Un point opérationnel mérite d’être posé : la mise en production de modèles ou de traitements R exige un cadre clair (conteneurs, versioning des packages, tests). Les équipes qui l’adoptent doivent anticiper ces exigences, faute de quoi l’usage se limitera à l’analyse ponctuelle.
Go, Swift, PHP, Ruby : signaux de marché et arbitrages concrets pour les équipes
Le milieu et le bas du top 20 sont souvent le meilleur endroit pour lire des signaux. En juillet, Go recule de 6 places sur un an, Swift gagne 6 places, PHP reste stable, et Ruby réintègre le top 20 avec une progression. Ces variations ne signifient pas que les écosystèmes s’effondrent ou explosent ; elles indiquent des déplacements d’attention, souvent liés aux plateformes dominantes et aux cycles de produits.
Go, par exemple, reste fortement associé aux systèmes cloud, aux outils et à certains microservices. Son recul dans un indice de popularité peut coexister avec un usage industriel robuste. La stabilité d’un langage en production dépend davantage des bases installées, des outils internes et des besoins d’exploitation que de l’intérêt “recherche” du moment. Swift, lui, est corrélé à l’écosystème iOS et aux besoins mobile : quand les cycles d’apps, de frameworks et de fonctionnalités repartent, l’intérêt suit.
Swift et l’écosystème iOS : l’intérêt suit les cycles de plateforme
Swift progresse dans le top 20 à la 15e place (+6). Cette hausse est cohérente avec un marché mobile qui reste structurant : apps bancaires, e-commerce, services publics, santé connectée. L’outillage Apple, les frameworks et les évolutions de plateforme influencent directement la demande de compétences. Les équipes qui maintiennent des apps à grande base installée cherchent souvent la stabilité, la performance et l’intégration OS.
Dans une perspective de veille produit, il est utile de suivre l’actualité iOS et les orientations IA côté assistants et OS. Un exemple de lecture complémentaire se trouve dans un point sur iOS 27 et Siri dopé à l’IA, car les changements de plateforme peuvent déplacer les priorités côté mobile (UI, performances, on-device, confidentialité).
PHP et Ruby : base installée, frameworks et dette technique maîtrisée
PHP reste stable dans le classement, et cela reflète une base installée considérable sur le web, des CMS aux plateformes e-commerce. Dans de nombreuses entreprises, PHP continue d’alimenter des backends, des APIs et des outils internes.
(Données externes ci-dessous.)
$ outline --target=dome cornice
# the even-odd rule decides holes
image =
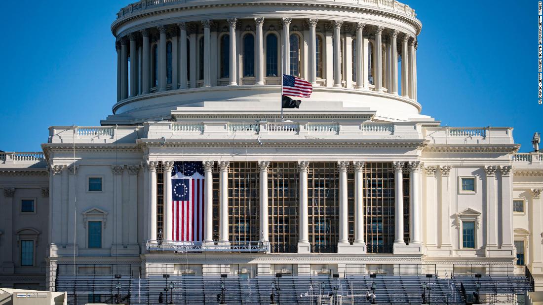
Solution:
[[[275,1],[253,1],[251,2],[239,2],[234,0],[214,0],[209,1],[187,1],[176,0],[169,3],[163,3],[155,4],[152,7],[143,7],[146,1],[140,1],[129,4],[120,10],[117,13],[117,19],[111,24],[111,31],[113,35],[118,28],[129,22],[146,17],[155,16],[165,13],[184,11],[191,9],[201,9],[209,8],[221,8],[229,7],[250,7],[254,5],[274,5],[282,7],[297,7],[300,8],[318,8],[321,9],[342,10],[348,11],[363,12],[369,14],[379,15],[406,22],[415,29],[416,34],[420,33],[422,24],[415,18],[415,11],[402,3],[393,2],[394,7],[388,8],[382,0],[377,1],[378,4],[373,6],[369,2],[364,4],[358,4],[353,2],[348,2],[331,1],[292,1],[289,0],[276,0]],[[162,1],[160,1],[162,2]],[[188,2],[187,3],[187,2]],[[202,2],[206,2],[202,3]],[[403,11],[400,10],[403,8]]]

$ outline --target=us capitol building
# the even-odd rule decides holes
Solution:
[[[538,303],[539,135],[519,153],[512,127],[421,114],[421,27],[395,0],[122,8],[112,114],[0,152],[0,286],[72,304]],[[313,89],[282,118],[283,74]]]

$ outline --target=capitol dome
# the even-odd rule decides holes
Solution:
[[[168,119],[176,109],[276,118],[282,74],[313,87],[286,118],[433,120],[417,102],[415,16],[392,0],[132,3],[111,25],[117,101],[102,124]]]

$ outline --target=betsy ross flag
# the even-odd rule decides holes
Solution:
[[[175,162],[172,171],[173,239],[201,242],[204,236],[204,170],[201,162]]]
[[[312,92],[311,83],[299,77],[283,74],[283,95],[309,98]]]

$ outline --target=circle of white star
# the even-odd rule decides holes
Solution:
[[[184,183],[179,183],[175,185],[175,186],[173,188],[173,193],[175,194],[176,196],[180,196],[179,194],[177,193],[177,187],[182,185],[183,186],[183,191],[185,192],[183,194],[185,195],[188,192],[188,189],[187,186],[185,185]]]

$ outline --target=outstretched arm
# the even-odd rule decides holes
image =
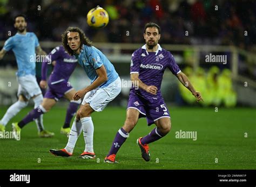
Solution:
[[[197,98],[197,102],[199,102],[200,100],[204,101],[202,96],[201,96],[201,94],[199,91],[195,90],[194,87],[193,87],[193,85],[190,82],[188,78],[187,78],[184,73],[180,72],[176,75],[176,76],[182,84],[187,88],[191,92],[193,95]]]
[[[0,60],[2,60],[5,53],[6,53],[6,51],[5,50],[4,50],[4,49],[2,49],[1,51],[0,51]]]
Les migrations existent, mais elles s’étalent sur plusieurs années, car elles touchent au cœur du produit, aux tests, à la CI/CD et aux compétences disponibles.
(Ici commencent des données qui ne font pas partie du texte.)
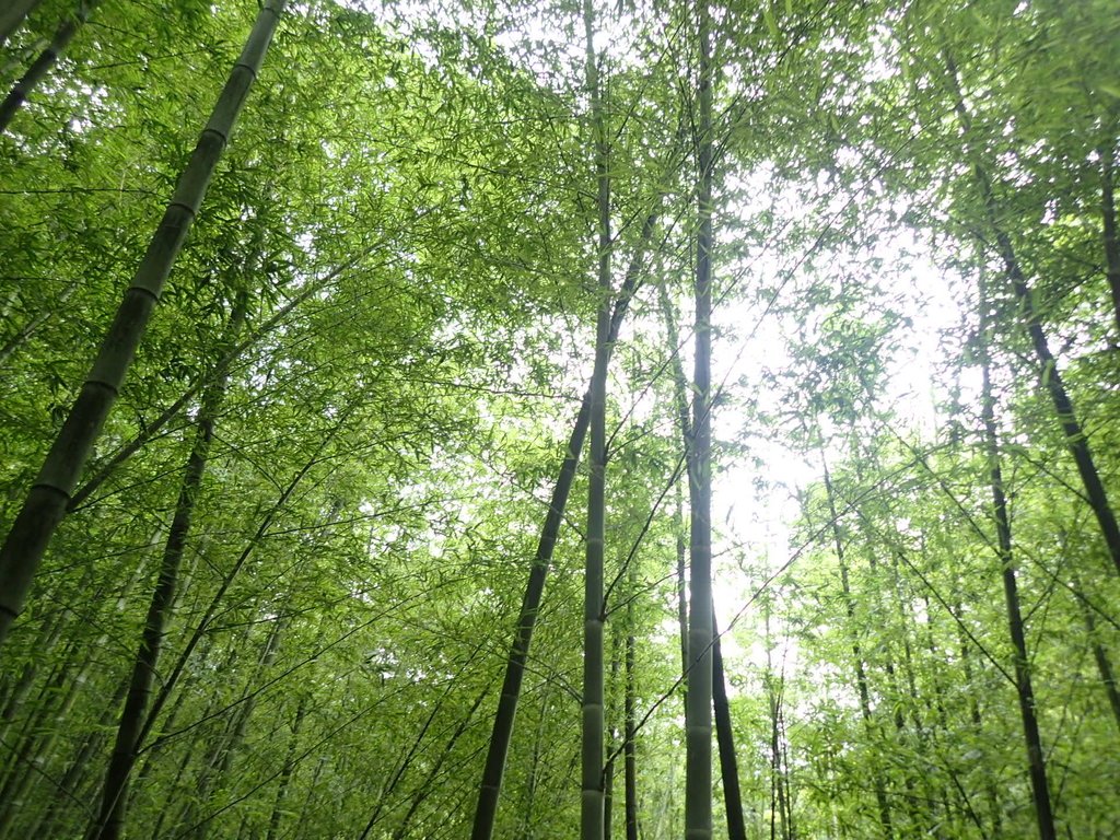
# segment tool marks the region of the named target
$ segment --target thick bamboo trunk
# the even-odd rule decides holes
[[[31,63],[31,66],[27,68],[27,73],[20,76],[19,81],[12,85],[11,91],[4,96],[3,102],[0,102],[0,132],[7,130],[16,112],[27,102],[27,97],[39,86],[39,83],[47,77],[50,69],[58,63],[58,58],[66,53],[71,41],[74,40],[74,36],[85,26],[85,22],[90,19],[90,15],[99,2],[100,0],[83,0],[83,2],[80,2],[77,11],[59,24],[58,29],[55,30],[55,36],[50,39],[50,44],[39,53],[39,56]]]
[[[40,2],[43,0],[7,0],[0,7],[0,48],[8,43]]]
[[[116,400],[230,132],[256,78],[286,0],[268,0],[190,156],[97,358],[0,548],[0,644],[24,609],[50,538]]]

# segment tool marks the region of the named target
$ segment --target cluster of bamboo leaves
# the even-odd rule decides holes
[[[0,838],[1111,837],[1111,7],[12,3]]]

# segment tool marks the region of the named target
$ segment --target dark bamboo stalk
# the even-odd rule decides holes
[[[31,581],[132,365],[187,231],[256,78],[286,0],[268,0],[203,130],[97,358],[0,548],[0,644],[24,609]]]
[[[743,794],[739,791],[739,762],[735,755],[735,730],[731,728],[731,704],[727,699],[727,673],[724,671],[724,651],[711,614],[712,707],[716,715],[716,743],[719,748],[719,771],[724,780],[724,810],[727,813],[728,840],[747,840],[747,824],[743,819]]]
[[[1039,840],[1057,840],[1054,812],[1051,804],[1049,785],[1046,780],[1046,755],[1038,731],[1035,713],[1035,694],[1030,683],[1030,660],[1027,655],[1026,633],[1023,613],[1019,608],[1018,581],[1015,575],[1015,556],[1011,548],[1011,522],[1007,515],[1007,496],[1000,467],[999,438],[996,430],[996,401],[991,391],[991,372],[988,360],[987,299],[983,284],[980,290],[980,332],[983,343],[981,366],[980,412],[984,430],[984,450],[988,458],[988,477],[991,485],[992,514],[996,520],[997,556],[1004,578],[1004,598],[1007,605],[1007,626],[1015,650],[1015,683],[1023,718],[1023,737],[1027,748],[1027,765],[1030,772],[1032,799],[1038,821]]]
[[[8,0],[0,7],[0,47],[8,43],[40,2],[43,0]]]
[[[626,269],[626,277],[623,281],[620,293],[615,301],[614,311],[610,316],[608,348],[613,346],[615,339],[618,337],[618,329],[622,326],[623,318],[626,316],[629,300],[644,270],[645,249],[648,246],[656,224],[657,212],[654,211],[646,216],[642,226],[642,235],[637,250]],[[522,596],[521,610],[517,614],[517,626],[514,629],[513,643],[510,645],[505,676],[503,678],[501,694],[498,696],[497,711],[494,715],[494,727],[491,731],[489,746],[486,750],[486,764],[483,767],[482,784],[478,786],[478,804],[475,808],[475,820],[470,833],[472,840],[489,840],[494,833],[497,801],[502,792],[502,778],[505,774],[505,757],[510,752],[510,740],[513,737],[513,724],[517,715],[517,700],[521,696],[521,683],[525,673],[525,662],[529,659],[529,647],[533,638],[533,628],[536,625],[536,615],[541,608],[544,582],[548,578],[549,566],[552,562],[552,551],[560,536],[560,524],[563,521],[564,508],[568,506],[568,495],[571,493],[571,485],[576,478],[576,468],[579,466],[579,456],[584,449],[584,440],[587,437],[590,418],[591,392],[588,389],[584,394],[579,414],[576,417],[576,423],[568,439],[568,448],[564,451],[563,460],[560,464],[560,473],[552,488],[549,512],[544,516],[541,536],[536,543],[536,552],[529,569],[529,580],[525,585],[525,594]]]
[[[688,452],[689,696],[684,715],[684,837],[711,838],[712,599],[711,599],[711,250],[712,105],[711,20],[697,6],[699,122],[697,148],[696,365],[692,447]]]

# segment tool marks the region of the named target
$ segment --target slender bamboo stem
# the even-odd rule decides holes
[[[268,0],[203,130],[97,358],[0,548],[0,644],[24,609],[50,538],[66,513],[93,444],[116,401],[175,258],[206,196],[256,78],[286,0]]]

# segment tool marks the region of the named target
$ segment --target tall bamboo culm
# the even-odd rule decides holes
[[[696,262],[696,372],[693,440],[689,452],[691,543],[689,573],[689,673],[685,701],[684,836],[711,838],[711,19],[697,4],[699,39],[698,206]]]
[[[101,344],[96,361],[0,548],[0,644],[24,609],[31,581],[94,441],[120,393],[164,284],[206,196],[230,133],[256,80],[286,0],[268,0],[179,178],[164,218]]]
[[[598,209],[599,305],[595,326],[595,370],[591,374],[590,451],[587,498],[587,563],[584,577],[584,698],[581,754],[581,840],[603,840],[605,832],[604,747],[604,542],[606,538],[607,365],[610,358],[610,181],[607,177],[607,133],[603,115],[598,58],[595,53],[595,9],[584,0],[587,41],[587,88],[595,136],[595,180]]]

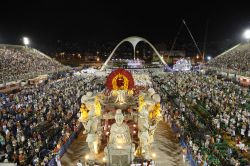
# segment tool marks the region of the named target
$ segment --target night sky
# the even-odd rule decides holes
[[[234,1],[33,1],[1,2],[0,43],[20,44],[28,36],[36,48],[53,49],[63,42],[105,42],[137,35],[149,41],[173,41],[186,20],[194,38],[207,42],[242,40],[250,10]],[[246,3],[246,2],[245,2]],[[182,29],[181,37],[187,37]],[[202,47],[202,46],[201,46]]]

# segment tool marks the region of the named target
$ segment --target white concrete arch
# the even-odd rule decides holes
[[[161,62],[166,65],[166,62],[164,61],[163,57],[159,54],[159,52],[156,50],[156,48],[146,39],[142,38],[142,37],[138,37],[138,36],[131,36],[128,37],[126,39],[123,39],[120,43],[118,43],[116,45],[116,47],[113,49],[113,51],[111,52],[111,54],[109,55],[108,59],[105,61],[105,63],[102,65],[101,67],[101,71],[104,70],[108,64],[108,62],[110,61],[110,59],[112,58],[113,54],[115,53],[115,51],[117,50],[117,48],[124,42],[129,42],[133,45],[133,51],[134,51],[134,59],[135,59],[135,47],[136,45],[141,42],[144,41],[145,43],[149,44],[149,46],[154,50],[154,52],[156,53],[156,55],[160,58]]]

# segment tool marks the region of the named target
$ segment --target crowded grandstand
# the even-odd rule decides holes
[[[0,45],[0,84],[27,80],[67,69],[42,52],[26,46]]]

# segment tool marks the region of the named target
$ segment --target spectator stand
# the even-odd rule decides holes
[[[57,159],[56,157],[58,156],[59,158],[61,158],[63,156],[63,154],[67,151],[67,149],[69,148],[69,146],[71,145],[71,143],[75,140],[75,138],[77,137],[77,135],[79,134],[79,132],[82,129],[82,123],[80,123],[77,131],[73,132],[71,134],[71,136],[69,137],[69,139],[66,141],[66,143],[60,148],[60,150],[58,151],[57,154],[55,154],[55,156],[50,160],[49,162],[49,166],[57,166]]]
Ruby revient dans le top 20. La dynamique Ruby est souvent liée aux organisations qui privilégient une forte productivité serveur et un écosystème framework. Pour les équipes, l’enjeu consiste à garder une dette technique sous contrôle : dépendances, versions, performances, observabilité et sécurité. La popularité n’efface pas ces coûts ; elle indique seulement que l’intérêt est de retour dans une partie du marché.
On en dit Quoi ?
Le signal le plus structurant de juillet est l’entrée de Rust dans le top 10, parce qu’elle traduit une demande concrète de sécurité et de performance sur des briques critiques. Pour des choix de stack en développement logiciel, la priorité opérationnelle consiste à sécuriser les fondations : compétences disponibles, CI/CD, observabilité et gouvernance des dépendances. Les équipes data ont intérêt à traiter SQL comme un actif logiciel, car sa montée reflète des enjeux de coûts et de qualité mesurables. Le classement TIOBE reste un outil de veille ; les décisions doivent s’appuyer sur des contraintes de production et des trajectoires de migration réalistes.